Total Recall is the remake of the 1990 Arnold Schwarzenegger version, based on the Philip K. Dick short story “ We Can Remember It For You Wholesale”.
We meet Douglas Quaid (Colin Farrell), a factory worker who is woken up every night by the same nightmare. Being chased and captured by automated soldiers, never knowing why and who wants to capture him and being aided by a mysterious attractive woman (Jessica Biel). He awakes every morning after having the same dream, vivid as if it were a memory. We are in a future world where Britain is an empire and we can travel through the centre of the earth to get to the Colony (formerly Australia). You either live on Britain or in the Colony. Seems like the Colony is where the lower classes/unsightly folk live. In this world, you can go to a place called Rekall to live out our wildest fantasies without ever leaving your chair. The memories stay implanted into your brain so you can call them up at any time.

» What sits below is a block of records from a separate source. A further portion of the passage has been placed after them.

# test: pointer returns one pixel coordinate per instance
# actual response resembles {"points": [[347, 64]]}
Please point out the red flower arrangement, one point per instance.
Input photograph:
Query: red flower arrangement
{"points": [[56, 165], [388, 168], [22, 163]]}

Quaid decides to go to Rekall to help with the dreams he has been having, against the wishes of his loving yet secretive wife (Kate Beckinsale). He goes for a secret agent fantasy and then all hell breaks loose between reality and fantasy.
Total Recall is like The Matrix before The Matrix. A life where you are not sure what it real and what it not. However this remake doesn’t really call upon all those themes. There is no humour from the original film even though some of the scenes are word for word. It has been changed into a love triangle gone wrong, rather than a Jason Bourne type story as it should have been. Britain and Australia are now apparently places where everyone has an American accent. And there is no trace of what makes those countries what they are. It’s an industrial American view of us across the pond. And it’s horrible.
It looks good, don’t get me wrong. The higgledy piggledy way the streets are structured, the building with is confusing levels like a magic eye painting and the mixture of future technologies and past structures. But that is all it is. There is no plot, no real acting finesse (Jessica Biel needs stop trying to act, you just can’t lady!) even though Farrell is the only light in the whole dark mess. The women are completely miscast. As if their budget didn’t really stretch that far to get real talent when they spent it all on Farrell. Bill Nighy and Bryan Cranston are both completely wasted in the film too
I found the whole film confused and pointless and perhaps money could have been better spent elsewhere.